Nos bastidores, o cenário piorou após a revelação de um encontro reservado entre Messias e Alcolumbre, realizado na semana passada. Segundo relatos, o senador ficou irritado com a exposição e se sentiu pressionado, o que acabou ainda mais a disposição para um gesto público na reta final.

A reunião aconteceu na casa de um interlocutor em comum, em ambiente privado e informal, e contou com a presença dos ministros do STF Cristiano Zanin e Alexandre de Moraes, além do senador Rodrigo Pacheco (PSB-MG). Na ocasião, Messias pediu apoio diretamente a Alcolumbre, que evitou assumir compromissos e se limitou a indicar que garantiria a condução institucional do processo.

O governo pretendia que um compromisso formal fosse cumprido, mas não saiu do papel. Sem esse aceno, parte dos senadores mantém a estratégia de não se expor publicamente, aguardando um sinal do comando da Casa, movimento que também é interpretado pelo Planalto como indicativo da margem de manobra que Alcolumbre pretende proteger.

Teste para a agenda

No entorno de Lula, a leitura é de que o impacto da votação será avaliado principalmente depois da sabatina. O comportamento dos partidos de centro e o grau de engajamento de Davi Alcolumbre devem servir de referência para a condução das diretrizes prioritárias do governo nas próximas semanas.

De um lado, propostas de interesse do governo, como a PEC da Segurança Pública e a Redata, que dependem de articulação para avanço. Além disso, há dois temas em que o Planalto atua para conter as mudanças ocorridas no Banco Central. A avaliação é de que a margem da aprovação — mais do que o resultado em si — indicará o nível de sustentação política do governo no Senado.

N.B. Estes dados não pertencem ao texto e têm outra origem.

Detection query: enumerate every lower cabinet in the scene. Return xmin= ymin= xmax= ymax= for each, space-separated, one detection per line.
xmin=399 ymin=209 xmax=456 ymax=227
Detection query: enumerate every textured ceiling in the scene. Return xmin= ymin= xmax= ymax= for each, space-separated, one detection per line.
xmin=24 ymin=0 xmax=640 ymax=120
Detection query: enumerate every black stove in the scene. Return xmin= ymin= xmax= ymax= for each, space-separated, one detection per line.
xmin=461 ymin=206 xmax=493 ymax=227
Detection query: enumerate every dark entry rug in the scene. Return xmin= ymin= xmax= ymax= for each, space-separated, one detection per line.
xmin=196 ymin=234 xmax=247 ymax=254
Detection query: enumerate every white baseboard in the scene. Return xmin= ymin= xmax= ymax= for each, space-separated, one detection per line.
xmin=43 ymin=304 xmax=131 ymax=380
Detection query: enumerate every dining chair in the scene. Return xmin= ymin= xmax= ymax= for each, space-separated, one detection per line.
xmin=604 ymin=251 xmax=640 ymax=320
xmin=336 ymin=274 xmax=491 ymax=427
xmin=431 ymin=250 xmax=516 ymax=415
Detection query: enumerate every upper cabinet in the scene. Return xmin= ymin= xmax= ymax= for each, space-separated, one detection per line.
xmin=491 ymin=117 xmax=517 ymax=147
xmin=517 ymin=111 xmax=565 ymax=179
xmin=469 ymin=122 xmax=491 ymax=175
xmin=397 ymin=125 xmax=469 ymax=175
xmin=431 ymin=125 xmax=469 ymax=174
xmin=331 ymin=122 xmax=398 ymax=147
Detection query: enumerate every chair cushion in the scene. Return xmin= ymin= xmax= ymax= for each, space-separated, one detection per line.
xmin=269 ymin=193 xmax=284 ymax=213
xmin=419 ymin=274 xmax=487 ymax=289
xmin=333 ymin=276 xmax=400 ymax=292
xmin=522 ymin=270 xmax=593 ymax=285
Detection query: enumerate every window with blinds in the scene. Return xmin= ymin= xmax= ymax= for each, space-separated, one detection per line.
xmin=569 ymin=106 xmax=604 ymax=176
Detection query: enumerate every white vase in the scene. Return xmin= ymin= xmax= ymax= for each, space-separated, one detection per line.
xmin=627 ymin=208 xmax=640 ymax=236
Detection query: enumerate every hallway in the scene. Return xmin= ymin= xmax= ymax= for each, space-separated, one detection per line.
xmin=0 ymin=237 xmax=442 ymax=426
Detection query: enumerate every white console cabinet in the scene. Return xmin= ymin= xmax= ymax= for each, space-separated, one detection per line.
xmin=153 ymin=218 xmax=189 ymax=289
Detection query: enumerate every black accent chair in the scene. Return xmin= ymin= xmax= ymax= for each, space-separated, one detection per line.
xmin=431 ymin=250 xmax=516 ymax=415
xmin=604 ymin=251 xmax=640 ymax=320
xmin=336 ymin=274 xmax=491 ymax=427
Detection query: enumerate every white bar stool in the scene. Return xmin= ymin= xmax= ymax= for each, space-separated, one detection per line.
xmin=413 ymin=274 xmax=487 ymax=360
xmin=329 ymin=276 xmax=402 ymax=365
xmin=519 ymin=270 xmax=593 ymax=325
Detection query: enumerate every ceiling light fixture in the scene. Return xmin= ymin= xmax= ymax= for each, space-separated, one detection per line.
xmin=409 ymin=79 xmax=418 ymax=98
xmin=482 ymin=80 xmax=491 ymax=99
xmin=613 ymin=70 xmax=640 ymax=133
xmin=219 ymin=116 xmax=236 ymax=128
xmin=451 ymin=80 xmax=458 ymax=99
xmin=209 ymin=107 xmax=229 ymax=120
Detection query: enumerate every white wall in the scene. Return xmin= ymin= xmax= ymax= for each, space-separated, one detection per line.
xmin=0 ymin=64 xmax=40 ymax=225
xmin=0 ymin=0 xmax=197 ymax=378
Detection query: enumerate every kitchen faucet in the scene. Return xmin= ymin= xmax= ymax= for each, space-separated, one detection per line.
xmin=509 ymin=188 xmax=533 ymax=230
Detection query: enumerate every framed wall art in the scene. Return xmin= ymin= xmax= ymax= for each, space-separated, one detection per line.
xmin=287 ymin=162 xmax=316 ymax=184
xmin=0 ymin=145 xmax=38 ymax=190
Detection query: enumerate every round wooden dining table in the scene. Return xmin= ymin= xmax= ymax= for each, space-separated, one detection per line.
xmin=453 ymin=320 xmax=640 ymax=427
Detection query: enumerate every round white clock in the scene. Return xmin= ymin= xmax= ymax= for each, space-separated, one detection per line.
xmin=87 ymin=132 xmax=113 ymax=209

Do lado da Casa, a tendência é de manutenção da distância formal em relação ao Planalto, com o ritmo das votações sendo calibrado de acordo com o custo político de cada matéria. Nos bastidores, a condução do caso é vista como um indicativo de como essa dinâmica deve se repetir ao longo do ano.

Embora tenha sido considerada por aliados, uma eventual exclusão teria peso histórico — seria a primeira vez que o Senado barraria uma indicação ao Supremo Tribunal Federal — e consolidaria um cenário de rompimento entre o governo e o comando da Casa.

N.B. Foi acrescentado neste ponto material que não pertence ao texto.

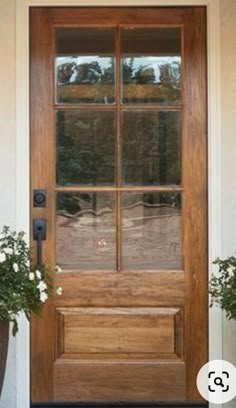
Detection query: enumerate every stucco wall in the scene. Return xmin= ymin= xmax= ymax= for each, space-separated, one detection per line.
xmin=0 ymin=0 xmax=16 ymax=408
xmin=221 ymin=0 xmax=236 ymax=408
xmin=0 ymin=0 xmax=236 ymax=408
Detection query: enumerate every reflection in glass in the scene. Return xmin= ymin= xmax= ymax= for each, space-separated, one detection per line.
xmin=57 ymin=110 xmax=115 ymax=185
xmin=122 ymin=111 xmax=181 ymax=185
xmin=56 ymin=192 xmax=116 ymax=271
xmin=122 ymin=192 xmax=182 ymax=270
xmin=121 ymin=28 xmax=181 ymax=104
xmin=55 ymin=28 xmax=115 ymax=104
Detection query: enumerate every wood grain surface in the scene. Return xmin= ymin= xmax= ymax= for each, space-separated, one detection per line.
xmin=30 ymin=7 xmax=208 ymax=402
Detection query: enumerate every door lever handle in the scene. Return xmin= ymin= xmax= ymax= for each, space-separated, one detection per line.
xmin=33 ymin=218 xmax=47 ymax=268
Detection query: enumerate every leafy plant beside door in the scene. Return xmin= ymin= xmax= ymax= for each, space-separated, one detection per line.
xmin=0 ymin=226 xmax=52 ymax=395
xmin=209 ymin=256 xmax=236 ymax=320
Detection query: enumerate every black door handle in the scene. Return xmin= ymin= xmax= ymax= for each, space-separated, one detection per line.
xmin=33 ymin=218 xmax=47 ymax=268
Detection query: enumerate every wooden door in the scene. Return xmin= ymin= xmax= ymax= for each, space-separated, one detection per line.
xmin=30 ymin=7 xmax=207 ymax=403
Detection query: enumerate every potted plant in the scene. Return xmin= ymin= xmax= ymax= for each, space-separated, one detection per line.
xmin=0 ymin=226 xmax=51 ymax=396
xmin=209 ymin=256 xmax=236 ymax=320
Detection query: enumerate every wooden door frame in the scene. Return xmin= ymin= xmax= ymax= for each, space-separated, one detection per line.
xmin=16 ymin=0 xmax=222 ymax=408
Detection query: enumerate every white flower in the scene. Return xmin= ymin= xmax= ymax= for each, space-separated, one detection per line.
xmin=0 ymin=252 xmax=6 ymax=263
xmin=4 ymin=248 xmax=13 ymax=255
xmin=56 ymin=286 xmax=63 ymax=296
xmin=12 ymin=262 xmax=19 ymax=272
xmin=40 ymin=292 xmax=48 ymax=303
xmin=37 ymin=281 xmax=47 ymax=292
xmin=29 ymin=272 xmax=35 ymax=280
xmin=35 ymin=269 xmax=42 ymax=279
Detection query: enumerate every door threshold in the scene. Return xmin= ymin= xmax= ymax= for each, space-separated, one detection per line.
xmin=31 ymin=401 xmax=208 ymax=408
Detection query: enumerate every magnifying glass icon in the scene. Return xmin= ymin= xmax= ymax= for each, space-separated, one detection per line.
xmin=214 ymin=377 xmax=224 ymax=388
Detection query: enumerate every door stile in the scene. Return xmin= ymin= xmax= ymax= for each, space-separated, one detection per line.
xmin=30 ymin=8 xmax=55 ymax=400
xmin=183 ymin=8 xmax=208 ymax=400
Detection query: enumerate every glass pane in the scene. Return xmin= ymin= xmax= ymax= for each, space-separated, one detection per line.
xmin=121 ymin=28 xmax=181 ymax=104
xmin=56 ymin=193 xmax=116 ymax=271
xmin=57 ymin=110 xmax=115 ymax=185
xmin=122 ymin=111 xmax=181 ymax=185
xmin=55 ymin=28 xmax=115 ymax=104
xmin=122 ymin=192 xmax=182 ymax=270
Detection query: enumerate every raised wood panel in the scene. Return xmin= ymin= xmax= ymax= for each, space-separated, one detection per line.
xmin=30 ymin=7 xmax=207 ymax=402
xmin=54 ymin=361 xmax=185 ymax=401
xmin=55 ymin=271 xmax=185 ymax=307
xmin=58 ymin=308 xmax=182 ymax=355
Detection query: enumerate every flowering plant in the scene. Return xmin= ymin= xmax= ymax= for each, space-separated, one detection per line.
xmin=0 ymin=226 xmax=52 ymax=336
xmin=209 ymin=256 xmax=236 ymax=320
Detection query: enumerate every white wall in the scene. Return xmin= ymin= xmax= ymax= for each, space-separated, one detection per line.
xmin=221 ymin=0 xmax=236 ymax=408
xmin=0 ymin=0 xmax=236 ymax=408
xmin=0 ymin=0 xmax=16 ymax=408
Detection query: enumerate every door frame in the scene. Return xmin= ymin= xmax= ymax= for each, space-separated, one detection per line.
xmin=16 ymin=0 xmax=223 ymax=408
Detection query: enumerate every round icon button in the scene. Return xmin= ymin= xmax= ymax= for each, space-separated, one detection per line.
xmin=197 ymin=360 xmax=236 ymax=404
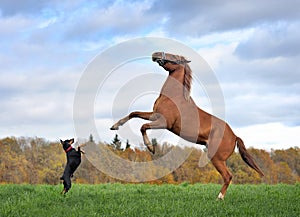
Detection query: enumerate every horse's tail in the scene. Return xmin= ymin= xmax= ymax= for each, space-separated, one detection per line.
xmin=236 ymin=137 xmax=264 ymax=176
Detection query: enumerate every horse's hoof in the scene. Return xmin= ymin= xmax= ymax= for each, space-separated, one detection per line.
xmin=147 ymin=145 xmax=155 ymax=154
xmin=110 ymin=125 xmax=119 ymax=130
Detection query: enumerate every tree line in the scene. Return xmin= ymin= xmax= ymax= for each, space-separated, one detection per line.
xmin=0 ymin=137 xmax=300 ymax=184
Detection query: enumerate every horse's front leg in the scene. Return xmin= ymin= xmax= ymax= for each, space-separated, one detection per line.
xmin=110 ymin=112 xmax=154 ymax=130
xmin=141 ymin=115 xmax=167 ymax=154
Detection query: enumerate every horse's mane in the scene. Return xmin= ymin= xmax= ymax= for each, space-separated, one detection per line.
xmin=183 ymin=59 xmax=192 ymax=101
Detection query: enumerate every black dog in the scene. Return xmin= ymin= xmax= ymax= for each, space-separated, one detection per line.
xmin=60 ymin=139 xmax=84 ymax=194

Como funciona a análise no Senado

A indicação de um ministro do Supremo segue um rito em duas etapas no Senado — ambas em votação secreta:

Sabatina na CCJ:

O nome indicado é analisado pela Comissão de Constituição e Justiça do Senado, presidida por Otto Alencar (PSD-BA) e com o vice de Vanderlan Cardoso (PSD-GO). O relator da indicação é Weverton Rocha (PDT-MA).

A comissão é composta por 27 senadores titulares.

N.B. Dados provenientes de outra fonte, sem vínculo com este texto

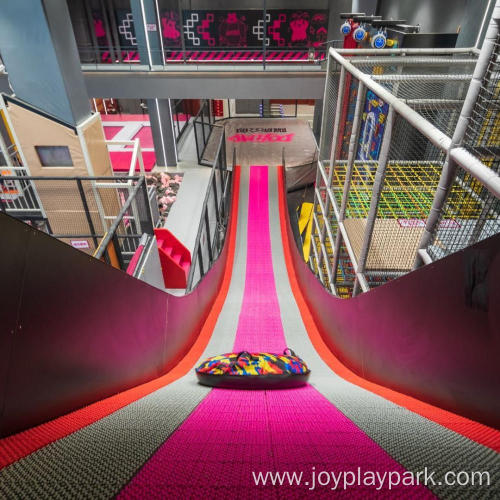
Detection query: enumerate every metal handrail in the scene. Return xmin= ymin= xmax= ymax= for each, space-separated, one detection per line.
xmin=94 ymin=177 xmax=146 ymax=259
xmin=186 ymin=129 xmax=229 ymax=292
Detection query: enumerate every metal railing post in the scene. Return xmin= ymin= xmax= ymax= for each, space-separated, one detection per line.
xmin=76 ymin=179 xmax=98 ymax=248
xmin=352 ymin=105 xmax=394 ymax=297
xmin=413 ymin=0 xmax=500 ymax=269
xmin=328 ymin=81 xmax=366 ymax=283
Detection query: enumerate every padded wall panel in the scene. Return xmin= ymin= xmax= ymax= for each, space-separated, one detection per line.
xmin=0 ymin=205 xmax=227 ymax=436
xmin=287 ymin=170 xmax=500 ymax=428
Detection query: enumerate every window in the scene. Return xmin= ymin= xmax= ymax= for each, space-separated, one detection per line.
xmin=35 ymin=146 xmax=73 ymax=167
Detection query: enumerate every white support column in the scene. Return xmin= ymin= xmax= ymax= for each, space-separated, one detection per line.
xmin=353 ymin=106 xmax=394 ymax=297
xmin=414 ymin=0 xmax=500 ymax=268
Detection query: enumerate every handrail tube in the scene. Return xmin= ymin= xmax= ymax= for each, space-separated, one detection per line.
xmin=94 ymin=177 xmax=144 ymax=259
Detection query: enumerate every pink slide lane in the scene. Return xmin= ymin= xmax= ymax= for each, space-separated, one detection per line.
xmin=119 ymin=166 xmax=433 ymax=498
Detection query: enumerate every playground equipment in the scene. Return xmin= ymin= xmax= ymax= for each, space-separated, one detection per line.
xmin=309 ymin=37 xmax=500 ymax=297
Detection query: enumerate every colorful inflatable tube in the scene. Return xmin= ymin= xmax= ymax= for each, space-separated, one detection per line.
xmin=196 ymin=349 xmax=310 ymax=389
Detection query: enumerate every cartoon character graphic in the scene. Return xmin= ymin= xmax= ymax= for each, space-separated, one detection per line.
xmin=94 ymin=17 xmax=106 ymax=38
xmin=308 ymin=12 xmax=327 ymax=47
xmin=219 ymin=12 xmax=248 ymax=47
xmin=290 ymin=11 xmax=309 ymax=46
xmin=161 ymin=10 xmax=181 ymax=47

Durante a sabatina, os senadores fazem perguntas sobre trajetória, posições jurídicas e temas sensíveis. Ao final, o relatório é votado e precisa de maioria simples para aprovação. A expectativa é que ele responda temas polêmicos como aborto e crise do Banco Master.

A expectativa dos parlamentares é que o rito dure entre dez e 12 horas.

Votação no plenário:

Aprovado na comissão, o nome segue para o plenário do Senado, onde todos os 81 senadores votaram. São necessários pelo menos 41 votos específicos para a confirmação.

Não possua STF:

Se aprovado, o indicado é nomeado e toma posse no Supremo Tribunal Federal, onde passa a ocupar a cadeira vaga — no caso, a esquerda por Luís Roberto Barroso.